With the budget wars getting started in both the U.S. and California, I”d like to think that the congress members and legislators were both objective and knowledgeable.
Too bad there is almost no positive evidence.
Job creation is allegedly one of the major goals, but you”d never know it. Employment is a function of demand for a product or service. As demand grows manufacturers For example, empty inventories go to overtime to make use of unused capacity.
And, yes, paying overtime is more cost-effective that hiring new employees.
If demand continues to grow a firm will probably start to hire if there is productive capacity still unused ? a second shift for example.
Where it is practical, there is the possibility of a third shift. Only when there is reasonable evidence that demand will exceed capacity will a firm consider borrowing funds to expand capacity and add staff or perhaps, to subcontract some of the work required.
This sequence takes a lot of time, lacks direction ? recall we like to think we are a capitalistic market driven economy and probably explains why so many studies show that lowering taxes is, maybe, 10-percent less effective than employment driven by specifically created demand through direct government spending and goes a long way toward explaining why the stimulus cash awards were not all that effective.

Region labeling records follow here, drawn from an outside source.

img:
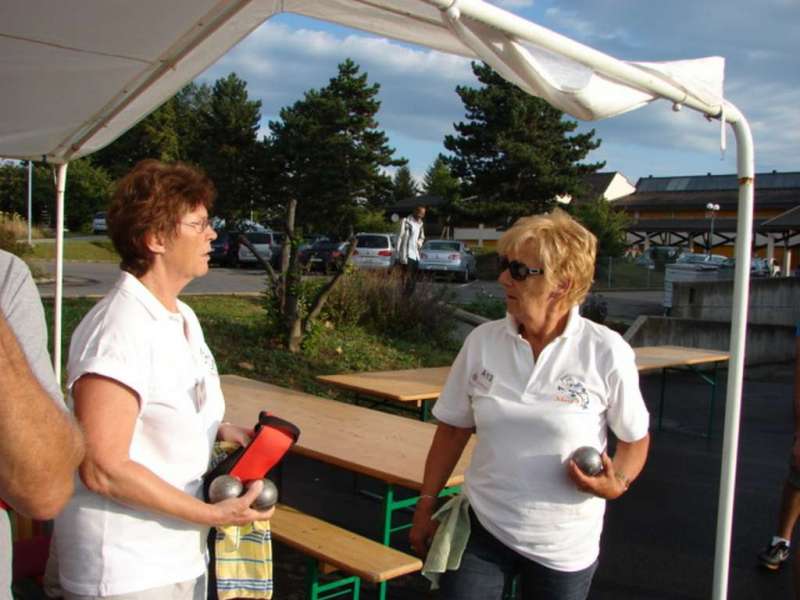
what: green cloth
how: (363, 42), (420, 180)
(422, 494), (470, 590)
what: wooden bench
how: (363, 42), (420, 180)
(270, 504), (422, 600)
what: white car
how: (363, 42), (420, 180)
(351, 233), (396, 269)
(92, 211), (108, 234)
(419, 240), (475, 283)
(237, 231), (272, 265)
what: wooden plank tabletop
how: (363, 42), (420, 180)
(270, 504), (422, 583)
(317, 346), (730, 402)
(221, 375), (475, 490)
(633, 346), (731, 373)
(317, 367), (450, 402)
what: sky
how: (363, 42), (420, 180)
(198, 0), (800, 184)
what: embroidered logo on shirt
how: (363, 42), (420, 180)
(469, 369), (494, 392)
(556, 375), (589, 410)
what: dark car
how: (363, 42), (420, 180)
(299, 241), (347, 273)
(210, 230), (239, 267)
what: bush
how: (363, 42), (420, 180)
(264, 268), (455, 345)
(0, 212), (31, 256)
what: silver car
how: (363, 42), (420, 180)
(351, 233), (396, 269)
(419, 240), (475, 283)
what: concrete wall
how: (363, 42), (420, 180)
(670, 277), (800, 326)
(625, 316), (795, 365)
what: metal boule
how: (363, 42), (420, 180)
(250, 479), (278, 511)
(572, 446), (603, 477)
(208, 475), (244, 504)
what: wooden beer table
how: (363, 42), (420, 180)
(317, 346), (730, 437)
(221, 375), (475, 545)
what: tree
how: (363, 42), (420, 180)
(267, 59), (406, 236)
(264, 59), (405, 352)
(392, 166), (419, 202)
(197, 73), (265, 223)
(575, 197), (630, 257)
(422, 154), (464, 237)
(444, 63), (605, 221)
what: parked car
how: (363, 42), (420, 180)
(419, 240), (475, 283)
(670, 253), (728, 271)
(210, 229), (239, 267)
(353, 233), (396, 269)
(264, 230), (286, 266)
(237, 231), (272, 266)
(298, 240), (348, 273)
(92, 211), (108, 234)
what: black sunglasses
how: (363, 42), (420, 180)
(500, 256), (544, 281)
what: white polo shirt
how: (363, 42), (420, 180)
(55, 273), (225, 596)
(433, 307), (649, 571)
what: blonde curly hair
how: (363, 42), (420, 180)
(497, 208), (597, 306)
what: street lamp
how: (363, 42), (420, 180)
(706, 202), (719, 254)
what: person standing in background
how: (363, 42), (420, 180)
(397, 206), (425, 296)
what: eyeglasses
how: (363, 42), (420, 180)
(181, 218), (211, 233)
(500, 256), (544, 281)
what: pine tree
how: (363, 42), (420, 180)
(392, 166), (419, 202)
(265, 59), (405, 352)
(197, 73), (265, 223)
(444, 63), (605, 221)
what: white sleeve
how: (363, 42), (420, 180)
(607, 344), (650, 442)
(432, 338), (475, 428)
(67, 313), (149, 409)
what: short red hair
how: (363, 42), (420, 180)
(108, 159), (217, 277)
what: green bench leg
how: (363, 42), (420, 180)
(306, 558), (361, 600)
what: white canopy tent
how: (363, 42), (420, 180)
(0, 0), (754, 599)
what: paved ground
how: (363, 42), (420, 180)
(268, 365), (792, 600)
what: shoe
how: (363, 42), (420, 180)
(758, 542), (789, 571)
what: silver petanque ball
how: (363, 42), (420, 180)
(250, 479), (278, 510)
(208, 475), (244, 504)
(572, 446), (603, 477)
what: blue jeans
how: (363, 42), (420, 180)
(439, 509), (597, 600)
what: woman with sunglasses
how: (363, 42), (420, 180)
(410, 209), (649, 600)
(55, 160), (272, 600)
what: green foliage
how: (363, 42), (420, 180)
(265, 59), (405, 237)
(32, 239), (119, 262)
(392, 166), (419, 202)
(92, 83), (211, 179)
(422, 154), (461, 202)
(262, 267), (454, 349)
(575, 198), (630, 259)
(197, 73), (265, 222)
(462, 292), (506, 319)
(444, 63), (604, 222)
(353, 207), (397, 233)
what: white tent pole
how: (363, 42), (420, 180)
(28, 160), (33, 246)
(53, 163), (68, 385)
(712, 110), (755, 600)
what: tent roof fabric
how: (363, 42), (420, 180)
(0, 0), (724, 162)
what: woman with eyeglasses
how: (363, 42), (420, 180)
(54, 160), (272, 600)
(410, 209), (649, 600)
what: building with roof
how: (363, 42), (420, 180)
(614, 171), (800, 272)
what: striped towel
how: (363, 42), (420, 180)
(215, 521), (272, 600)
(209, 442), (272, 600)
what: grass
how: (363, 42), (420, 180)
(28, 240), (119, 262)
(45, 296), (458, 400)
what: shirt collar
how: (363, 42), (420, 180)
(505, 306), (583, 338)
(115, 271), (182, 321)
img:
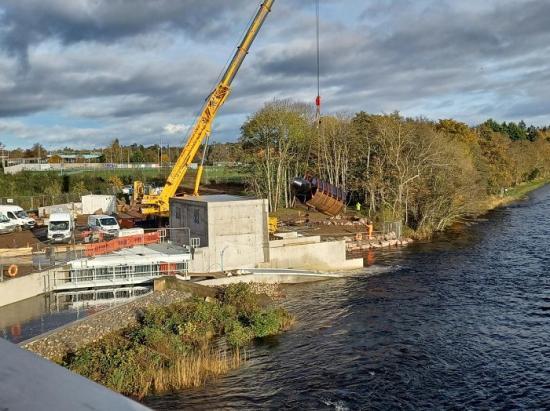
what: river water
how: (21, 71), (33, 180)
(145, 186), (550, 410)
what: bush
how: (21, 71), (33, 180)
(218, 283), (260, 318)
(63, 284), (293, 397)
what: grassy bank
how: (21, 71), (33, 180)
(62, 284), (294, 398)
(482, 179), (550, 211)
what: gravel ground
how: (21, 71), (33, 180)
(22, 290), (191, 362)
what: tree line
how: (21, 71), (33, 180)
(239, 101), (550, 236)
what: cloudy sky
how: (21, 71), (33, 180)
(0, 0), (550, 148)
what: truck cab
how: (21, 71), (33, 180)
(0, 205), (36, 229)
(48, 213), (74, 243)
(0, 213), (17, 234)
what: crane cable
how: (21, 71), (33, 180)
(315, 0), (321, 127)
(304, 0), (321, 178)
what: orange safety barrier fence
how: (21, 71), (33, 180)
(84, 231), (160, 257)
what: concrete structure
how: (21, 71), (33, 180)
(170, 194), (269, 273)
(170, 195), (363, 273)
(0, 338), (148, 411)
(197, 269), (344, 287)
(0, 272), (45, 307)
(259, 235), (363, 271)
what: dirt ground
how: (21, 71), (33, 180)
(271, 205), (367, 238)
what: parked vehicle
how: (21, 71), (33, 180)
(122, 184), (134, 196)
(0, 205), (36, 229)
(88, 214), (120, 237)
(0, 214), (17, 234)
(48, 213), (74, 243)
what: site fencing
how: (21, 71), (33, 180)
(84, 231), (165, 257)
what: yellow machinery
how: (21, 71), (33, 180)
(138, 0), (275, 215)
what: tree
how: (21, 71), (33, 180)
(240, 100), (313, 211)
(130, 150), (145, 163)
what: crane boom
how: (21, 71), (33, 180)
(141, 0), (275, 215)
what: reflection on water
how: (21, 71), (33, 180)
(0, 287), (151, 343)
(145, 186), (550, 410)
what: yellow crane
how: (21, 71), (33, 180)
(134, 0), (275, 216)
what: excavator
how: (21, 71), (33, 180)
(133, 0), (346, 220)
(134, 0), (275, 217)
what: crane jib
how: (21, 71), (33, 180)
(141, 0), (275, 219)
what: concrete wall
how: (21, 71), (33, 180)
(0, 338), (148, 411)
(170, 199), (208, 247)
(170, 196), (268, 273)
(0, 273), (44, 307)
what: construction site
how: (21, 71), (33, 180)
(0, 0), (411, 350)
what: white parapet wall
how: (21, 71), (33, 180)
(0, 273), (45, 307)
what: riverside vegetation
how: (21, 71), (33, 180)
(5, 100), (550, 237)
(62, 284), (294, 398)
(239, 101), (550, 237)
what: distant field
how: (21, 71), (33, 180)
(20, 166), (246, 183)
(0, 166), (247, 210)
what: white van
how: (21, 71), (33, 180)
(88, 215), (120, 237)
(48, 213), (74, 243)
(0, 205), (36, 228)
(0, 213), (17, 234)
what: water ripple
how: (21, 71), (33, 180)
(146, 187), (550, 410)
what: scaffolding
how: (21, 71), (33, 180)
(46, 261), (189, 291)
(50, 286), (153, 312)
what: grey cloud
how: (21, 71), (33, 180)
(0, 0), (253, 68)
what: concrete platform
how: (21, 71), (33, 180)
(0, 338), (148, 411)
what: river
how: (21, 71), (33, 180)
(145, 186), (550, 410)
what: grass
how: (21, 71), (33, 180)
(52, 166), (250, 183)
(482, 179), (550, 210)
(62, 284), (294, 398)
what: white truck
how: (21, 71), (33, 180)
(48, 213), (74, 243)
(0, 213), (17, 234)
(0, 205), (36, 229)
(88, 214), (120, 237)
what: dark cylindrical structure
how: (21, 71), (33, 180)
(292, 177), (347, 216)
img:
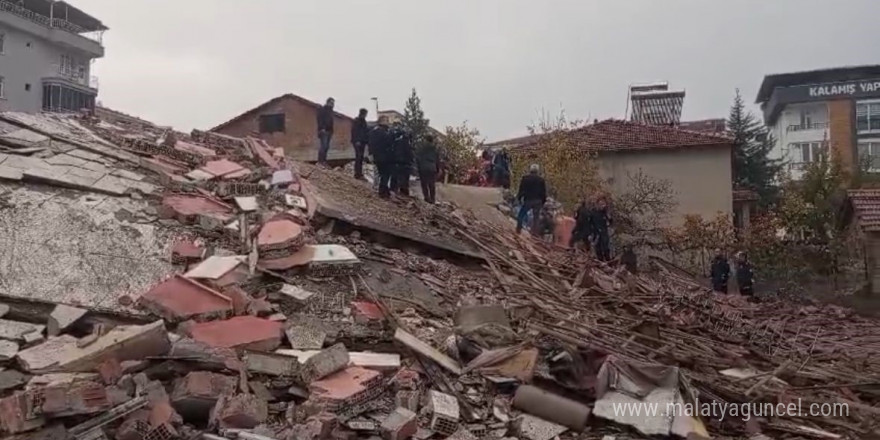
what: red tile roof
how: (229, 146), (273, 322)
(211, 93), (354, 131)
(847, 189), (880, 232)
(522, 119), (733, 151)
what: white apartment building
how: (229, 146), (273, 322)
(757, 66), (880, 179)
(0, 0), (107, 113)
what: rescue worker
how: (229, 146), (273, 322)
(416, 135), (440, 204)
(391, 124), (415, 196)
(568, 197), (593, 252)
(710, 249), (730, 293)
(351, 108), (370, 180)
(492, 148), (510, 189)
(620, 245), (639, 274)
(318, 98), (336, 165)
(368, 115), (394, 198)
(516, 164), (547, 235)
(736, 252), (755, 299)
(590, 196), (611, 262)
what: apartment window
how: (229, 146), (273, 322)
(260, 113), (286, 133)
(856, 102), (880, 132)
(788, 142), (827, 164)
(859, 139), (880, 173)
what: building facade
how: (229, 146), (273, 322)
(496, 120), (734, 226)
(0, 0), (107, 113)
(757, 66), (880, 179)
(211, 94), (354, 163)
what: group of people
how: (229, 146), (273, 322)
(710, 249), (755, 298)
(569, 195), (612, 262)
(480, 148), (510, 189)
(317, 98), (440, 204)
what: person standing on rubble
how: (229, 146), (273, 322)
(590, 196), (611, 262)
(710, 249), (730, 293)
(391, 125), (415, 196)
(318, 98), (336, 165)
(568, 197), (593, 252)
(368, 115), (394, 198)
(416, 135), (440, 205)
(516, 164), (547, 235)
(351, 108), (370, 180)
(736, 252), (755, 300)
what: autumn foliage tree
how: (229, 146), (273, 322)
(441, 121), (483, 183)
(511, 112), (602, 212)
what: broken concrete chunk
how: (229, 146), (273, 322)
(0, 319), (46, 342)
(189, 316), (283, 351)
(17, 321), (171, 373)
(0, 341), (18, 362)
(381, 408), (419, 440)
(517, 414), (568, 440)
(235, 196), (260, 212)
(211, 394), (269, 429)
(244, 351), (300, 377)
(138, 275), (233, 322)
(301, 344), (349, 383)
(171, 371), (237, 420)
(281, 284), (315, 304)
(425, 390), (461, 436)
(394, 327), (461, 374)
(47, 304), (86, 336)
(284, 325), (327, 350)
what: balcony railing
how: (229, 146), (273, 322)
(785, 122), (829, 133)
(0, 0), (101, 43)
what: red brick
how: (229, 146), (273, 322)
(212, 394), (269, 429)
(138, 275), (233, 322)
(189, 316), (283, 351)
(171, 371), (236, 420)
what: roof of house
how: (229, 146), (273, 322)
(847, 189), (880, 232)
(755, 65), (880, 103)
(211, 93), (354, 131)
(506, 119), (733, 151)
(679, 118), (727, 133)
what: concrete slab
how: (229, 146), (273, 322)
(300, 344), (349, 384)
(0, 341), (18, 362)
(92, 174), (129, 196)
(138, 275), (233, 322)
(0, 165), (23, 181)
(189, 316), (282, 351)
(47, 304), (87, 336)
(184, 255), (247, 280)
(0, 319), (46, 342)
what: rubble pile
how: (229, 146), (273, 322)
(0, 109), (880, 440)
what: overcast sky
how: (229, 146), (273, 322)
(77, 0), (880, 140)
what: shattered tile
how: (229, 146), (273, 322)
(46, 304), (86, 336)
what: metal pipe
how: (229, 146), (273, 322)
(513, 385), (590, 432)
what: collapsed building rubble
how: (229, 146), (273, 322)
(0, 109), (880, 440)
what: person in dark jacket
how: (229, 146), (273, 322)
(351, 108), (370, 180)
(368, 116), (394, 198)
(620, 245), (639, 275)
(568, 197), (593, 252)
(391, 124), (415, 196)
(590, 197), (611, 261)
(492, 148), (510, 189)
(416, 135), (440, 204)
(318, 98), (336, 165)
(516, 164), (547, 235)
(736, 252), (755, 298)
(711, 249), (730, 293)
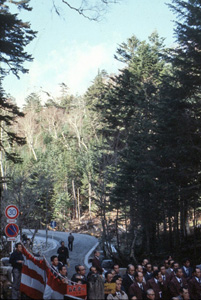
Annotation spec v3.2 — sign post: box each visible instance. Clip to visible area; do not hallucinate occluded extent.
[5,205,19,252]
[50,221,57,239]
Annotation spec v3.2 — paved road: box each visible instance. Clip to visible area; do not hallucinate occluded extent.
[23,230,98,278]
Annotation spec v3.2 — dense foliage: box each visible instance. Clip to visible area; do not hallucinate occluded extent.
[0,0,201,260]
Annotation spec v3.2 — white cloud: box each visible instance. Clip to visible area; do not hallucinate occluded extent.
[3,43,119,106]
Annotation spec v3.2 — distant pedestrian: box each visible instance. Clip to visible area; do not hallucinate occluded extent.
[68,232,74,251]
[92,250,104,275]
[9,243,24,299]
[57,241,69,265]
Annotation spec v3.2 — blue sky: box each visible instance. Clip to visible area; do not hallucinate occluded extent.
[3,0,174,106]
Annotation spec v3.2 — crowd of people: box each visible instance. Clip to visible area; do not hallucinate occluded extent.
[100,257,201,300]
[47,250,201,300]
[7,236,201,300]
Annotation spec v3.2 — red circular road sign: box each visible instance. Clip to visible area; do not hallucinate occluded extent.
[5,223,19,237]
[5,205,19,220]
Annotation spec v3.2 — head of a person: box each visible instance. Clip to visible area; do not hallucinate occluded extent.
[153,265,158,272]
[136,265,143,273]
[174,268,183,278]
[147,289,155,300]
[15,243,22,252]
[153,270,161,280]
[75,265,81,273]
[180,287,190,300]
[105,271,114,283]
[134,272,143,283]
[194,268,201,279]
[166,255,173,260]
[164,259,169,269]
[58,254,66,265]
[142,258,149,267]
[78,265,86,276]
[127,264,135,276]
[159,265,166,275]
[113,264,119,274]
[146,263,152,273]
[172,261,179,270]
[50,255,59,267]
[182,258,191,268]
[89,266,97,274]
[59,265,67,276]
[116,280,122,292]
[94,250,100,257]
[111,275,122,283]
[75,274,82,284]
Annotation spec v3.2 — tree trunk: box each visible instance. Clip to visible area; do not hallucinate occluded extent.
[77,188,80,224]
[72,180,78,219]
[0,122,7,190]
[88,173,92,220]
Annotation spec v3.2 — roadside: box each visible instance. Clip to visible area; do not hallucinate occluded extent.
[20,230,98,278]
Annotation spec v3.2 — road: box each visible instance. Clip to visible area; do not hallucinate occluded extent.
[23,230,98,278]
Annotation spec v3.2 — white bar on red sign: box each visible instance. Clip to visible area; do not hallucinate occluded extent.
[7,219,17,223]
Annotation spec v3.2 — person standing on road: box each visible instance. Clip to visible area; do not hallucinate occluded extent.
[92,250,104,275]
[68,232,74,251]
[9,243,24,299]
[57,241,69,265]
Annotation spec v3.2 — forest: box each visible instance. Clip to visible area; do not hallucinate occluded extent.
[0,0,201,262]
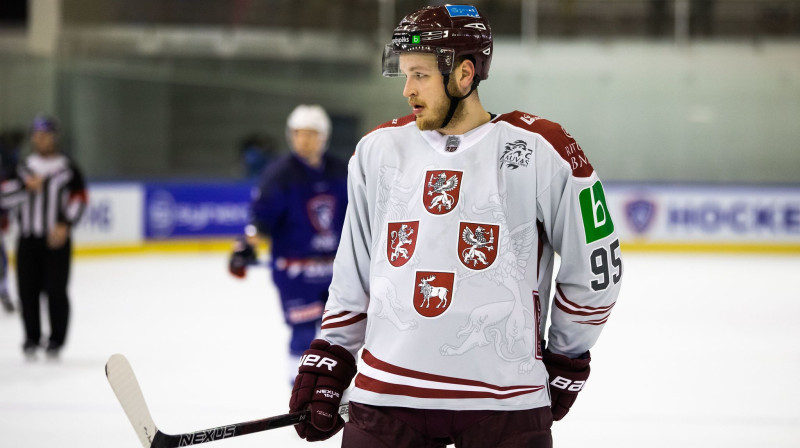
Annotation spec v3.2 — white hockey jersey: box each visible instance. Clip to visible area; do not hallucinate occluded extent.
[322,112,622,410]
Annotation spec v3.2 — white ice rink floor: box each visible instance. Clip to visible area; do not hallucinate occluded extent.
[0,253,800,448]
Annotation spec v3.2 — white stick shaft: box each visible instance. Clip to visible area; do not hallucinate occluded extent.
[106,354,158,448]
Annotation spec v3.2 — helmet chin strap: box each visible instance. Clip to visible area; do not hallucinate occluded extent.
[439,73,481,129]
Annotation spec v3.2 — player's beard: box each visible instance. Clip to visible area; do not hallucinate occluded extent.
[416,79,464,131]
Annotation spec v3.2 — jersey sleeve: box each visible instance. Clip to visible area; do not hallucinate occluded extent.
[58,162,89,226]
[321,140,372,359]
[537,129,622,358]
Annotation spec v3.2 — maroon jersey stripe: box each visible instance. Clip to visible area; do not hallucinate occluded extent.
[356,373,544,400]
[361,349,542,391]
[320,313,367,330]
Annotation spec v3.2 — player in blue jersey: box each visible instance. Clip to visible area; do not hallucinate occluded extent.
[230,105,347,382]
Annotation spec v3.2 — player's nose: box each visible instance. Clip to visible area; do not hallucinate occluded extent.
[403,78,417,98]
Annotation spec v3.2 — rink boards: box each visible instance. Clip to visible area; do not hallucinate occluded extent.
[62,182,800,253]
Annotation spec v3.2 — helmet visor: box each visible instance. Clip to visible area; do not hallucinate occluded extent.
[381,43,455,78]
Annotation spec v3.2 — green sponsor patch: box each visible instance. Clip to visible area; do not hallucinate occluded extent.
[578,181,614,244]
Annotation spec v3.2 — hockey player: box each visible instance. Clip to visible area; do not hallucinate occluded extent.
[289,5,622,447]
[230,105,347,383]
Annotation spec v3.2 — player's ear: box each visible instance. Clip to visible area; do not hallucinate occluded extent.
[456,58,475,92]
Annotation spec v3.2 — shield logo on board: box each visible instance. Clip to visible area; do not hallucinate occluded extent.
[458,222,500,271]
[386,221,419,268]
[414,271,456,317]
[422,170,463,215]
[625,199,656,234]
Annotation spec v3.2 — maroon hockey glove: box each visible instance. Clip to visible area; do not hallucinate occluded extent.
[289,339,356,442]
[228,238,257,278]
[543,350,592,420]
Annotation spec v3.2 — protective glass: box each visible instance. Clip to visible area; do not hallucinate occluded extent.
[381,44,456,78]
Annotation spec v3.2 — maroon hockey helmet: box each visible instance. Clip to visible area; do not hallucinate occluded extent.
[383,5,493,80]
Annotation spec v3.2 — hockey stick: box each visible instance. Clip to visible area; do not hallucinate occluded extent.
[106,354,347,448]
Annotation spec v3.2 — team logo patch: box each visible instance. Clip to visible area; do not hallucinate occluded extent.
[578,180,614,244]
[414,271,456,317]
[500,140,533,170]
[625,199,656,234]
[458,222,500,271]
[306,194,336,232]
[386,221,419,268]
[422,170,463,215]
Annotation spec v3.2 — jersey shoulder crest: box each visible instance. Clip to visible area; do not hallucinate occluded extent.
[495,110,594,177]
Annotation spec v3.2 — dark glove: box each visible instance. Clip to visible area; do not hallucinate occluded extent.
[543,350,592,420]
[289,339,356,442]
[228,237,257,278]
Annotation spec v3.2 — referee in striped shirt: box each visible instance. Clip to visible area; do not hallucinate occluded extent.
[2,116,87,359]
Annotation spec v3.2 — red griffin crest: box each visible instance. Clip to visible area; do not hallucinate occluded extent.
[386,221,419,268]
[458,222,500,271]
[414,271,456,317]
[422,170,463,215]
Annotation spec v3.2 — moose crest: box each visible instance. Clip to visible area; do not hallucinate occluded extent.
[414,272,455,317]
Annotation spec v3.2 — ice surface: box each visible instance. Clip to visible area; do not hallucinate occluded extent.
[0,253,800,448]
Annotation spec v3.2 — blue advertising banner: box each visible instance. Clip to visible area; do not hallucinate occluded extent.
[144,183,252,239]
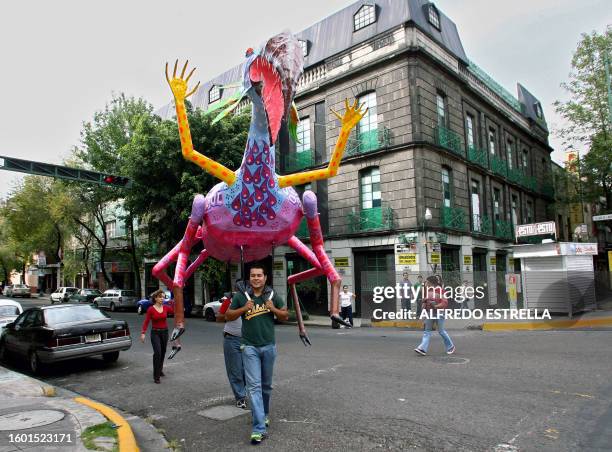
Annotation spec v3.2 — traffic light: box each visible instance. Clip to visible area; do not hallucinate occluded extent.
[102,174,131,187]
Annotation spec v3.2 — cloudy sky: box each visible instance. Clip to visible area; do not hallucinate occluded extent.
[0,0,612,197]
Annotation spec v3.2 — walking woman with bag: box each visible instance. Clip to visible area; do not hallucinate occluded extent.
[140,289,174,384]
[414,275,455,356]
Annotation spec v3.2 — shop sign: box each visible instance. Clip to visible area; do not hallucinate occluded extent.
[334,257,349,268]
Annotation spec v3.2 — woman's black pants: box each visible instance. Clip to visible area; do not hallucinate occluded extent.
[151,329,168,380]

Problem seems to be that what many consider socialism does the job and the benefit to the whole country benefits through the results of public works. The depression era WPA was neither an accident nor ineffective.
It may be politically incorrect, but the defense department is another good example. And just think how many jobs we created to feel us up at airports. Yet the Speaker of the House told us a short while back that cutting spending would increase jobs. An explanation would have helped.
If this country were a private business, it would be long since out of business. It has been making negative profits since 1998.
The political term is deficits. Businesses don”t have borrowing sources like the Chinese to keep them going along the wrong path. A business would do whatever it could to survive.
Reducing production/delivery costs, raising item prices or reducing their size.
Our people don”t equate taxes with the price for the services it gets.
They don”t really understand the collateral effects of not spending, from the cost to the country”s soul and infrastructure through to the jobs lost by not spending. The goal of business, profit, an excess of income over expenses has been dropped from the government vocabulary along with the concepts of reality, responsibility, objective decision making and the setting of priorities based not on ideology and want, but on what is best for the state of the country.
And, if it ever gets to the point of making decisions and setting priorities, it would be nice to explain the why to the people.